Known drug users in Nottinghamshire will be getting to know their local beat officer slightly better in the future, as divisional officers and local beat officers follow the example set by their Dutch counterparts in Offender Management. The initiative aims to reduce the number of drug related offences and encourage drug users to rehabilitate, using local police officers who will ‘Adopt’ known offenders who live in the area.
This is one of a number of early benefits to come from the EU funded Agis research project led by Nottinghamshire Police Authority with support from Nottingham City Council and Nottinghamshire County Council.
The new initiative will see local officers having specific responsibility for known drug offenders in their area. They will encourage them to attend their drug treatment courses (and check that they do) and liaise with education and training providers to see that they are actually taking the courses designed to help them gain employment.

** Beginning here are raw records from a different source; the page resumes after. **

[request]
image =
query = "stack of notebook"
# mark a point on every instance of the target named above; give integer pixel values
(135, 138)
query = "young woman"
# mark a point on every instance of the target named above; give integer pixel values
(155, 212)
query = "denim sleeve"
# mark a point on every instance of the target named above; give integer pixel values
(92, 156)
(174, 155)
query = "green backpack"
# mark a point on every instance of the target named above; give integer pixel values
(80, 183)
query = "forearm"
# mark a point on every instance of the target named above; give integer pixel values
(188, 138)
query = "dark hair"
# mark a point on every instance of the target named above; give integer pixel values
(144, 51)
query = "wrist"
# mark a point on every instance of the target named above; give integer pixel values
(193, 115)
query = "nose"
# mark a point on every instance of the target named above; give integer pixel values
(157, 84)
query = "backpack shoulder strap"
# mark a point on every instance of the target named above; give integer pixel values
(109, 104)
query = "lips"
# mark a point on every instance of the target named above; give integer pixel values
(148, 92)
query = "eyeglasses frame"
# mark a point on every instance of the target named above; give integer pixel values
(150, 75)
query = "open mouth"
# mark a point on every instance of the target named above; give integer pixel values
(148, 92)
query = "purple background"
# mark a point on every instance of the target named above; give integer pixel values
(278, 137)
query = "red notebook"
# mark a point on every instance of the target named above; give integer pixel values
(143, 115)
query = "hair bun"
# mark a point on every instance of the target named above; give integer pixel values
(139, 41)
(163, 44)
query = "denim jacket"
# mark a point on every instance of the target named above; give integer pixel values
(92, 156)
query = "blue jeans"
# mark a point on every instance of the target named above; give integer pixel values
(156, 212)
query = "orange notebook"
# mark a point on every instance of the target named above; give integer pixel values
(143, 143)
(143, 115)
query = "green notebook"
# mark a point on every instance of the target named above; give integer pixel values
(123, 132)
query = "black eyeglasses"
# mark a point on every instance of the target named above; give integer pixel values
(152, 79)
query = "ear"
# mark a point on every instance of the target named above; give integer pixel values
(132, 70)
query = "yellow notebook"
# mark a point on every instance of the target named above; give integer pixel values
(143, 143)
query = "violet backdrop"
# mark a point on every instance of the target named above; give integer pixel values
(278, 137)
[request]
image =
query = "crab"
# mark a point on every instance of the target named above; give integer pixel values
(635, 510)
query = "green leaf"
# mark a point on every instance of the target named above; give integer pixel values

Chief Inspector Colin Martin of Nottinghamshire’s ground-breaking multi-agency Sherwood Project explained a little more about the concept: “We want to see a reduction in volume crimes such as burglary and robbery, which are often carried out to feed a drugs habit.
“We hope that by giving local officers greater involvement with known offenders in this way we will see more people attending their treatment, taking part in training for employment and thereby a reduction in the number of volume crimes.
“It would be highly resource intensive for this work to be carried out by officers from the Sherwood Project, but as Neighbourhood Policing continues to roll out across the County we feel that local officers will be in a far better placed to ‘adopt’ local offenders and monitor their rehabilitation progress.
Chairman of Nottinghamshire Police Authority, John Clarke, said: “Having seen how the well idea works in Holland we hope that it will work equally well here, and already trialling the idea in Worksop. This is exactly the sort of benefit that we hoped we would see from the Agis project.
“We are using ideas gained from Poland and Holland while they are learning from us. When the project is completed we feel sure that benefits will be shared on a much wider basis.”